SJC decision puts brakes on agency
The state’s high court is slapping strict limits on child welfare workers who yank kids from their parents too quickly, stating in a sweeping ruling that investigators must make reasonable efforts to keep families together.
The Supreme Judicial Court ruled yesterday that before a child is seized by the state, a judge must twice determine whether the Department of Children and Families made reasonable efforts to keep kids with their natural parents. The first determination is at an initial hearing, and the second happens 72 hours later.
Some — including public defenders and the head of the Office of the Child Advocate — say the rule eliminates confusion and forces DCF to make a good-faith effort not to rush through investigations that could split families up.

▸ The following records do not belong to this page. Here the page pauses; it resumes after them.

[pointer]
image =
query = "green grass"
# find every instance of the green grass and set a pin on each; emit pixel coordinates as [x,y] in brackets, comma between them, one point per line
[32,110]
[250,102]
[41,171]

“Making reasonable efforts to see if there are any services that can be offered that will allow a child to remain at home is probably a good thing,” said Maria Mossaides, the state’s Child Advocate. “This is going to cause people to think about what they’re doing and whether they have met their burden.”
But Jennifer Lane of Community Voices, a victims’ advocacy group, said in an email that the SJC “keeps picking apart our laws and the only one it’s hurting is our children and the commonwealth.” She said the decision effectively forces DCF to teach parents how to take care of their kids.
“This decision reads more like a property dispute,” Lane said. “If DCF isn’t allowed to watch out for children, then who is? DCF’s responsibility is to protect the children, not parent their parents.”
The unanimous decision, penned by Chief Justice Ralph Gants, notes that DCF can remove a child in a number of instances, including situations where a kid is abandoned or when the parent has been convicted of crimes of violence against other family members.
Gants also noted that the ruling does not stop DCF staffers from removing a child from a potentially dangerous household.
“This does not mean that the department should allow a child to remain with his or her parents when there is reasonable cause to believe that doing so would subject the child’s health or safety to immediate danger from abuse or neglect,” he wrote.
The ruling stems from a case in June last year, when a DCF social worker removed a 3-year-old boy from a Worcester home after a brief assessment during which she smelled marijuana, saw a hallway littered with trash and noticed debris in the child’s room.
However, the staffer made no efforts to assist the family but she told a juvenile court judge that she had, according to the decision. The judge allowed the state to take the boy, and after a second hearing, ruled that “custody would remain with the department,” according to court documents.
An appeals court justice found that the judge did not properly consider whether the DCF staffer made reasonable efforts to find another option besides removal. The child was eventually returned to his parents, but the SJC took the case anyway to clarify the rule of law.
In response to the ruling, a DCF spokeswoman issued a statement yesterday, saying, “The department remains committed to providing families with the services and supports that prevent or eliminate the need to remove a child from their home to begin with, and making reasonable efforts to return a child as soon as possible, when appropriate and safe to do so.”
Michael Dsida, deputy chief counsel with the Committee for Public Counsel Services, lauded the decision and said it will help children and a cash-strapped DCF.
“At a time when DCF’s foster care system is operating beyond its true capacity,” Dsida said, “ensuring that DCF keeps children at home when they can stay there safely means that scarce foster care resources will remain available for children who really need them.”